The time has a negative impact on the results in form of air conduction and bone conduction
Despite this slow, long-term decline, the vast majority of patients maintain a satisfactory level of hearing and continue to benefit significantly from the surgery. However, the data does indicate that some individuals may require a hearing aid as a salvage treatment 10 to 30 years after their initial surgery, suggesting that the operation is not necessarily a permanent cure for the disease’s entirety. This need for long-term monitoring underscores the chronic nature of the otosclerotic process and the necessity for ongoing audiological surveillance.
Tinnitus Was Observed at Presentation in 82 (78.8%) Patients and Spontaneously Resolved or Improved in 51 (62.2%) Patients After Surgery
Tinnitus, as noted, is a pervasive co-symptom of otosclerosis. Its response to surgical intervention is of particular interest to patients. Although the primary goal of stapes surgery is to improve hearing, the secondary benefit of tinnitus reduction is frequently observed. Large case series have indicated that a significant percentage of patients—often over 60%—report that their tinnitus either spontaneously resolved or noticeably improved following the successful restoration of conductive hearing. This outcome is likely due to the normalized input of sound into the inner ear and brain, which diminishes the brain’s compensatory generation of the phantom noise.

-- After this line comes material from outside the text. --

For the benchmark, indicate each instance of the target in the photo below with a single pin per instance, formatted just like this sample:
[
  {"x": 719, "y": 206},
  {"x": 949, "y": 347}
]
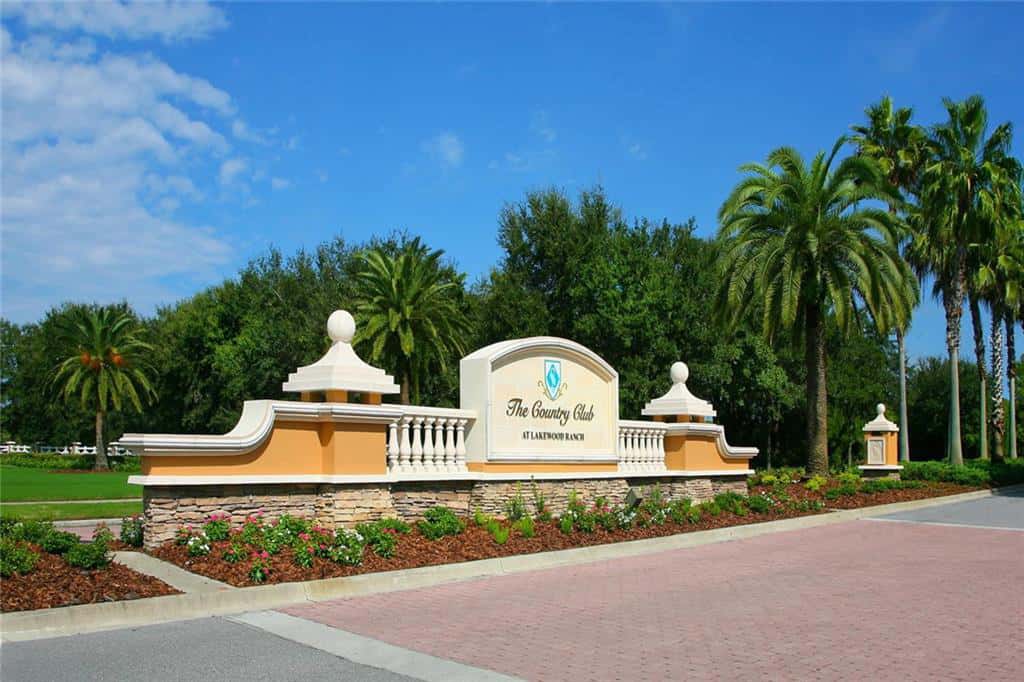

Tinnitus was observed at presentation in 82 (78.8%) patients and spontaneously resolved or improved in 51 (62.2%) patients after surgery
However, it is important to emphasize that for a subset of individuals, tinnitus may not change, or it could potentially worsen. Thus, while surgery offers a high probability of alleviating this distressing symptom, it cannot be guaranteed as a tinnitus cure. Patient selection and counseling must therefore be meticulous, ensuring that the primary driver for surgery remains the improvement of the conductive hearing loss, with tinnitus relief considered a positive, though secondary, potential outcome. The intricate relationship between the mechanical action of the middle ear and the resulting neural activity that is perceived as tinnitus highlights the systemic connection between the conductive and sensorineural pathways.